2.1.2 Adult and egg development

Following adult emergence, individual moths were placed in nylon mesh enclosures (23 × 23 × 28 cm) and fed a 10% sucrose solution dispensed on a cotton ball. The temperature, RH, and photoperiod regimen remained the same as previously described for larval and pupal development. When female and male adults had emerged, single female-male pairs were placed in one enclosure. Strips of nylon mesh and paper were affixed to the top of the enclosure to serve as an oviposition substrate. The date of oviposition, adult mortality, total number of eggs, and subsequent egg hatch (number of viable eggs hatched per matriline) were recorded daily.

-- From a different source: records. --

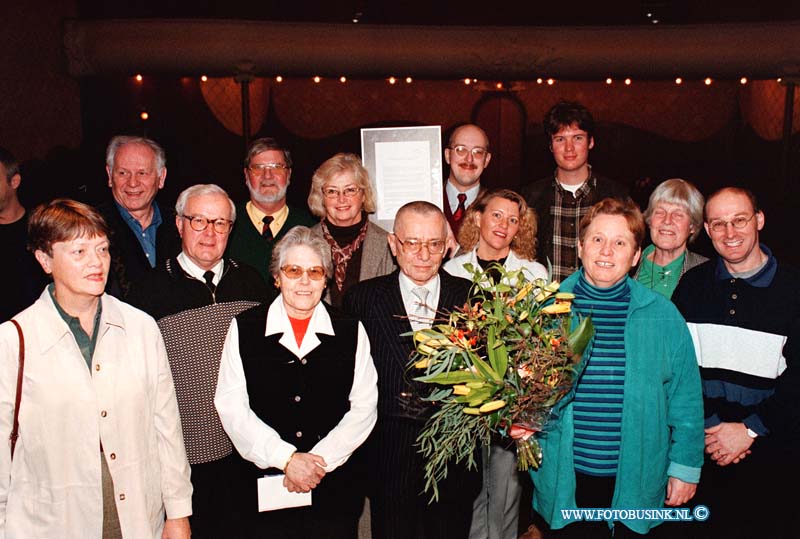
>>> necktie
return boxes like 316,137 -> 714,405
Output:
261,215 -> 275,241
409,286 -> 431,330
203,270 -> 217,294
453,193 -> 467,223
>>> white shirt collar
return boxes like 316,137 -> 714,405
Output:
445,180 -> 481,213
178,251 -> 225,286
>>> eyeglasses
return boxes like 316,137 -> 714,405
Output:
450,144 -> 489,159
186,215 -> 233,234
322,185 -> 364,199
247,163 -> 289,175
281,264 -> 325,281
708,213 -> 756,234
395,236 -> 447,255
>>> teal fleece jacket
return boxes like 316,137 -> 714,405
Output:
530,270 -> 704,534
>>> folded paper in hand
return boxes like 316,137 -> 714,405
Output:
258,474 -> 311,511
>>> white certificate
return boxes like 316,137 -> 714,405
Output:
258,474 -> 311,511
361,125 -> 443,231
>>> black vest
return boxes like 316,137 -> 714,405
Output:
236,305 -> 366,505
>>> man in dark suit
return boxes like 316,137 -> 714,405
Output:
98,136 -> 181,299
343,202 -> 481,539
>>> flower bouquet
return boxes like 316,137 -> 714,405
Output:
411,264 -> 593,500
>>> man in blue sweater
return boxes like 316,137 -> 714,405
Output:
673,187 -> 800,538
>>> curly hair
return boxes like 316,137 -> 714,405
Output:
458,189 -> 537,260
643,178 -> 705,243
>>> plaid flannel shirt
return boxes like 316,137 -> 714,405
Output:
549,173 -> 597,281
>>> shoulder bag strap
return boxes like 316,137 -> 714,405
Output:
10,319 -> 25,460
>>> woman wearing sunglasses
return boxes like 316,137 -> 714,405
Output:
214,226 -> 378,539
308,153 -> 394,307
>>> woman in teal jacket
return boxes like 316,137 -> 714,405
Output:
531,199 -> 703,537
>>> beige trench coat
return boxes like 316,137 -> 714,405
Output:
0,289 -> 192,539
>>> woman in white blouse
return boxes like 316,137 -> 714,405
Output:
214,226 -> 378,539
444,189 -> 547,539
444,189 -> 547,280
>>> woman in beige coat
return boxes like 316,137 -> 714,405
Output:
0,199 -> 192,539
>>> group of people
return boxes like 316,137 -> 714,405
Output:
0,102 -> 800,539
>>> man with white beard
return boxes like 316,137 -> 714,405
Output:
225,138 -> 316,286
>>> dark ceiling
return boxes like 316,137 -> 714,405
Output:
78,0 -> 800,26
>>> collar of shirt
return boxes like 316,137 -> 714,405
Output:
444,180 -> 481,213
400,271 -> 441,315
178,251 -> 225,286
264,295 -> 335,358
250,201 -> 289,237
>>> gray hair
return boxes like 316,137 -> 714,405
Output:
106,135 -> 167,174
308,153 -> 376,218
269,226 -> 333,279
175,183 -> 236,221
644,178 -> 705,243
244,137 -> 292,168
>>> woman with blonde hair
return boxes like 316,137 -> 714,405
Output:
308,153 -> 395,307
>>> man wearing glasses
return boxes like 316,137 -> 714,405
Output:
227,138 -> 316,287
343,201 -> 481,539
520,101 -> 628,281
98,136 -> 180,299
672,187 -> 800,537
444,124 -> 492,237
128,184 -> 269,538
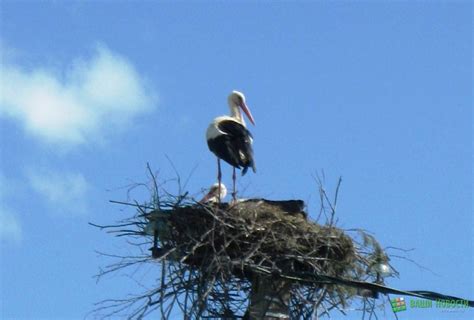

2.2 Adult flight phenology and biofix prediction

To predict A. ipsilon flight phenology and determine the biofix date for degree day accumulation, an attract-based trap network was deployed in commercial fields, including vegetable (sweet corn, broccoli, snap bean) and grass seed crops (perennial ryegrass, tall fescue, Kentucky bluegrass) across the Willamette Valley and central Oregon. A total of 17 unique locations were selected for monitoring in vegetable crops across 15 years from 1996 to 2011 (n = 98 site-years) and 29 locations in grass seed crops across two years (n = 42 site-years) (Figure 1A). Agrotis ipsilon adults were monitored weekly for a minimum of ten consecutive weeks from May through October. Adult abundance was quantified using one green funnel trap (Unitrap™) or Hartstack trap baited with female sex pheromone lure (Z9-14 Ac and Z7-12Ac; Alpha Scents Inc., Canby, Oregon) per field, positioned >15 m from field borders. Pheromone lures and insecticidal pest strips (10% dichlorvos active ingredient) placed in traps to prevent escape were replaced every three weeks. Collected specimens were transferred to the laboratory to confirm idenficiation using Leica S9i stereomicroscopes (Leica Microsystems, Wetzlar, Germany). Traps deployed in commercial vegetable and grass seed crops were monitored for an average of 19.9 ± 0.6 and 17.4 ± 0.6 consecutive weeks, respectively (hereafter, ‘mean ± SE’).

Figure 1

Figure 1. Site-year locations of A. ipsilon pheromone-baited traps in vegetable (n = 98) and grass seed crops (n = 42) from 1996 to 2023 (A). Model fit metric comparisons, including MAE (B), RMSE (C), and R² (D), to determine the optimal start date for degree day accumulation for predicting A. ipsilon median flight. Linear regression model comparisons between observed and predicted values for A. ipsilon flight using three degree day calculation methods, including simple average (E), single triangulation (F), and single-sine (G). Nonlinear regression model output and thermal requirements of predicted A. ipsilon median flight using simple average (H), single triangulation (I), and single-sine (J) degree day calculation methods (degree day accumulation start date = DOY 120, LDT = 9.8°C). Agrotis ipsilon phenology forecasts incorporated into a real-time decision support platform (K; https://oregonpests-usdaars.hub.arcgis.com).

2.3 Data analysis

2.3.1 Temperature-dependent development

All data analyses were performed in R (v4.3.1 R Core Team). Differences in development time (number of days) for each life stage were evaluated independently across temperature and diet treatments using linear mixed models (LMMs) with temperature treatment and diet as fixed effects and random effects intercepts for specimen replicate using the lme4 package (22). The emmeans package (23) was used to estimate estimated marginal means from LMMs and compared using Tukey’s HSD test (α = 0.05 significance level) to determine treatment differences.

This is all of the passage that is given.